Two particle `A` and `B` execute `SHM` along the same line with the same amplitude a, same frequency and same equlibrium position `O`. If the phase difference between them is `phi=2 sin^(-1)(0.9)` then find maxium distance between two.

To find the maximum distance between two particles A and B executing simple harmonic motion (SHM) with a phase difference, we can follow these steps: ### Step-by-Step Solution: 1. **Understanding the Motion**: Both particles A and B have the same amplitude \( A \), frequency, and equilibrium position.

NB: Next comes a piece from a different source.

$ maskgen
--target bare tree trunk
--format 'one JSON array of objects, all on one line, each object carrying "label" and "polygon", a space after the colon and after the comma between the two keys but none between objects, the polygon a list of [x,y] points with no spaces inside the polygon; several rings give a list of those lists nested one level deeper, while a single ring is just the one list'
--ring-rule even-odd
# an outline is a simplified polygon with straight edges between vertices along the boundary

Their displacement equations can be written as: \[ x_1 = A \sin(\omega t) \] \[ x_2 = A \sin(\omega t + \phi) \] where \( \phi = 2 \sin^{-1}(0.9) \). 2. **Finding the Displacement Difference**: The distance between the two particles is given by: \[ d = x_1 - x_2 = A \sin(\omega t) - A \sin(\omega t + \phi) \] Factoring out \( A \): \[ d = A \left( \sin(\omega t) - \sin(\omega t + \phi) \right) \] 3. **Using the Sine Difference Formula**: We can use the sine difference formula: \[ \sin(c) - \sin(d) = 2 \cos\left(\frac{c+d}{2}\right) \sin\left(\frac{c-d}{2}\right) \] Applying this to our equation: \[ d = A \cdot 2 \cos\left(\frac{2\omega t + \phi}{2}\right) \sin\left(\frac{-\phi}{2}\right) \] 4. **Calculating \(\phi\)**: We know: \[ \phi = 2 \sin^{-1}(0.9) \] Therefore, \[ \sin\left(\frac{\phi}{2}\right) = 0.9 \] Thus, \[ \sin\left(-\frac{\phi}{2}\right) = -0.9 \] 5. **Substituting Values**: Now substituting back into the distance equation: \[ d = A \cdot 2 \cos\left(\frac{2\omega t + \phi}{2}\right) \cdot (-0.9) \] Simplifying gives: \[ d = -1.8 A \cos\left(\frac{2\omega t + \phi}{2}\right) \] 6. **Finding Maximum Distance**: The maximum distance occurs when \( \cos\left(\frac{2\omega t + \phi}{2}\right) = \pm 1 \): \[ d_{\text{max}} = | -1.8 A | = 1.8 A \] ### Final Answer: The maximum distance between the two particles A and B is: \[ \boxed{1.8 A} \]